REUTERS WASHINGTON GLOBAL growth is slowly improving as recovery in the United States gains traction and dangers from Europe recede, but risks remain elevated and the gains are very fragile, the Internatio10nal Monetary Fund said on Tuesday.

Another flare-up of the euro-zone sovereign debt crisis or sharp escalation in oil prices on geopolitical uncertainty could easily undermine confidence and disrupt the improving growth path for world economy, the IMF said.

“With the passing of the crisis and some good news about the US economy, some optimism has returned. It should remain tempered,” said Oliver Blanchard, the IMF’s chief economist, in the latest World Economic Outlook.

“Even absent another European crisis, most advanced economies still face major brakes on growth. And the risk of another crisis is still very much present and could well affect both advanced and emerging economies,” he said.

The global economy is on track to expand this year by 3.5 percent and by 4.1 percent in 2013, up slightly from 3.3 percent and 3.9 percent GDP output respectively that the IMF had forecast in January, when market concern was rampant that Greece could default and Italy and Spain were facing budget crises.

Since then, Greece has restructured its debt, Italy and Spain are adopting tough fiscal measures and eurozone leaders have agreed to enlarge their bailout fund, causing financial market tensions to ease.

The United States, meanwhile, is gradually gaining momentum while China and other emerging economies appear on track for gradual slowdowns without crashing, it said.

But the gains are precarious.

Should the euro zone crisis erupt once more, it could trigger a widespread dumping of risky assets and rob 2 percent from global growth over two years and 3.5 percent from the euro zone, the IMF warned.

Additionally, a 50 percent increase in the price of oil on would lower global output by 1.25 percent, the IMF said.

To secure the global recovery, the IMF urged central banks in the United States, euro zone and Japan to stand ready to deliver further monetary easing; governments to exercise caution over the pace of budget cutbacks wherever feasible; and Europe consider using public funds to recapitalize banks.

While European leaders have made ‘major progress’ in building firewalls against financial contagion, the region faces a tricky balance of cutting government debt and restoring competitiveness without excessively stifling growth, it warned.

European banks also are deleveraging, which will reduce their balance sheets by $2.6 trillion over the next two years and slice about 1 percent from growth this year alone.
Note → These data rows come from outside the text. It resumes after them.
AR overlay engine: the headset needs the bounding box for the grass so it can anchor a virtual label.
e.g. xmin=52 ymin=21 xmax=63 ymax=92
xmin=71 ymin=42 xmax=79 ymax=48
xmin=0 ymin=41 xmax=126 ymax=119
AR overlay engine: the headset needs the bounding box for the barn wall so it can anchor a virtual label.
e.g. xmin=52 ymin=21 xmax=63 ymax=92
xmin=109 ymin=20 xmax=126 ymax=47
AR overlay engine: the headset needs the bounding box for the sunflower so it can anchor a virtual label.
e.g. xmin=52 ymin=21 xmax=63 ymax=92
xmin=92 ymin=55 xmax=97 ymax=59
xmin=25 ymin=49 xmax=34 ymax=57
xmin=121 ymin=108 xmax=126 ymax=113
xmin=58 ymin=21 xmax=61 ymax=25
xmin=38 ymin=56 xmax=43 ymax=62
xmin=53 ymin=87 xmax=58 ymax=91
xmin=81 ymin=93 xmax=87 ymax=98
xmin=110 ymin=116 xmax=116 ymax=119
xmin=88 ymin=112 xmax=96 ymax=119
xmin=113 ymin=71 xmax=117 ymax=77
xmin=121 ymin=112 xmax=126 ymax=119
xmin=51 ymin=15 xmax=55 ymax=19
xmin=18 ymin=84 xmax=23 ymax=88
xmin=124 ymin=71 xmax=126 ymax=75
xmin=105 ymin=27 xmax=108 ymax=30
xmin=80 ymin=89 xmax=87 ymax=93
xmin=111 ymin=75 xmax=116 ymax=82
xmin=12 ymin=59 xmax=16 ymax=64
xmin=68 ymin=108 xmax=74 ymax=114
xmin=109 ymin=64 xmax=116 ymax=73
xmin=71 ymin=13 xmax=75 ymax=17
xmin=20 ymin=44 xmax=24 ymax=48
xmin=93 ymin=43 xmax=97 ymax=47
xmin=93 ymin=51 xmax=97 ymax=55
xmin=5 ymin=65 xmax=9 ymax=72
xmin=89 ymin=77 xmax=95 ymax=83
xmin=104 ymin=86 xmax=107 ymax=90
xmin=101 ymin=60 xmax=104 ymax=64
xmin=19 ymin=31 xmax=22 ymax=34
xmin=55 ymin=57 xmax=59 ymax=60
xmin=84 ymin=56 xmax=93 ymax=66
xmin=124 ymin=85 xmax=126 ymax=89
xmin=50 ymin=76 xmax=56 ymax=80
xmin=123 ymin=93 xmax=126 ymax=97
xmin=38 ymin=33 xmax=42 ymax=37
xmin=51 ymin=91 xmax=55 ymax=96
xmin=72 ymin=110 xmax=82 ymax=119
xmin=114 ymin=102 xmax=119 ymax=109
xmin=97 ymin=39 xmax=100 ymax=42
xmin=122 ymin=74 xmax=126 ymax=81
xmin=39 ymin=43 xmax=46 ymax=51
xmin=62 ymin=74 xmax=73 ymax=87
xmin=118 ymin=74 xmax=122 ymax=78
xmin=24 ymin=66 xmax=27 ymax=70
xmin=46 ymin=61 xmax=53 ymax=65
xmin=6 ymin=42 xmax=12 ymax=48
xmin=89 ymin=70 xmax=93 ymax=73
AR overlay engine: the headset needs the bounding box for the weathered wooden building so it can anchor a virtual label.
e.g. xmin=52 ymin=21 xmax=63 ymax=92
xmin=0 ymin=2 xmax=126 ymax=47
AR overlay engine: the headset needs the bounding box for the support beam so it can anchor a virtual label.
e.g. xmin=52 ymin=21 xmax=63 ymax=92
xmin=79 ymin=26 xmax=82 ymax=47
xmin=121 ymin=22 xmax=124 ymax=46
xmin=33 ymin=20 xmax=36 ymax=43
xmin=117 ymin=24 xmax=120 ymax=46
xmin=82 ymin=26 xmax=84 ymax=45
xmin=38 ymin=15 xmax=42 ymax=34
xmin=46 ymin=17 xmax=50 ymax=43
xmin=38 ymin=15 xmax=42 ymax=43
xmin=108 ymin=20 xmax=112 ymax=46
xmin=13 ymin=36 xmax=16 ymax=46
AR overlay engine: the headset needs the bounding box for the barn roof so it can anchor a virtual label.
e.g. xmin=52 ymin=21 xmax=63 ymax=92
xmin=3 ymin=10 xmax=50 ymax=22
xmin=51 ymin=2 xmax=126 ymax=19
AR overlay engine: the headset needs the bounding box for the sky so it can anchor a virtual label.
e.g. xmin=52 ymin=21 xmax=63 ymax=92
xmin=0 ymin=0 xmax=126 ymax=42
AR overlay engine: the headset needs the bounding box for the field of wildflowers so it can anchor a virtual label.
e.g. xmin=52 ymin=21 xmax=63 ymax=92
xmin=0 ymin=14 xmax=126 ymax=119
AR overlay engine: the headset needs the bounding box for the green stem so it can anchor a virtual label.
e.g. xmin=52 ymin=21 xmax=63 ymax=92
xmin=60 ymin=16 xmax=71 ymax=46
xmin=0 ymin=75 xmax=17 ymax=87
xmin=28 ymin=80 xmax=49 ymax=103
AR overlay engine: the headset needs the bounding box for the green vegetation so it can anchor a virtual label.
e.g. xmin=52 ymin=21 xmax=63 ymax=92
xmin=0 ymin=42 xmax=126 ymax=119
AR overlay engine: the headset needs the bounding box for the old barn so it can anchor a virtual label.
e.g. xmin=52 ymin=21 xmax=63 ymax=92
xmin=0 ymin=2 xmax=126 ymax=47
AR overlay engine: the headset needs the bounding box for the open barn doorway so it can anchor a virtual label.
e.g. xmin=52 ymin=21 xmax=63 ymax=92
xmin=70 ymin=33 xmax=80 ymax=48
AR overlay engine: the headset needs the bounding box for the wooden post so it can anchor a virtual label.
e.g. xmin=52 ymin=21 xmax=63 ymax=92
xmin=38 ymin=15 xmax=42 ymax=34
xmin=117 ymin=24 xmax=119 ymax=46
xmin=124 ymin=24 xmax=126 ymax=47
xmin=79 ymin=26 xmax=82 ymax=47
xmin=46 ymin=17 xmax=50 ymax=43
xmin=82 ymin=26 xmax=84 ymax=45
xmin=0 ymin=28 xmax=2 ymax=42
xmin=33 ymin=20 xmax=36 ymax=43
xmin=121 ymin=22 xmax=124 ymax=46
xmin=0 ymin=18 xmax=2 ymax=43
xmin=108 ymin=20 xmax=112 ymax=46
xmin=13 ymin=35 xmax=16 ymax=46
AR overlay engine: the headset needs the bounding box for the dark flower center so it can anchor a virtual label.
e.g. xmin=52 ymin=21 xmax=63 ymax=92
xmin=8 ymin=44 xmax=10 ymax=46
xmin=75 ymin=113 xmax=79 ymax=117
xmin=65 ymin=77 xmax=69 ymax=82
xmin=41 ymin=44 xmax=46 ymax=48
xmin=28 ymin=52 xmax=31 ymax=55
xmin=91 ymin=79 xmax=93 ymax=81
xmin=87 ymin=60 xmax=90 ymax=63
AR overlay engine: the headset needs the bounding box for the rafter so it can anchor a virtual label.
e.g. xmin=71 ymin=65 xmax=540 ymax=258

“Bad news on the macroeconomic or political front still carries the risk of triggering the type of dynamics we saw last fall,” the IMF said.

The euro zone is likely to endure a mild recession this year, shrinking by 0.3 percent and then posting 0.9 percent growth in 2013, the IMF said.

That is a minor improvement from the 0.5 percent 2011 contraction followed by 0.8 percent growth that it forecast in January.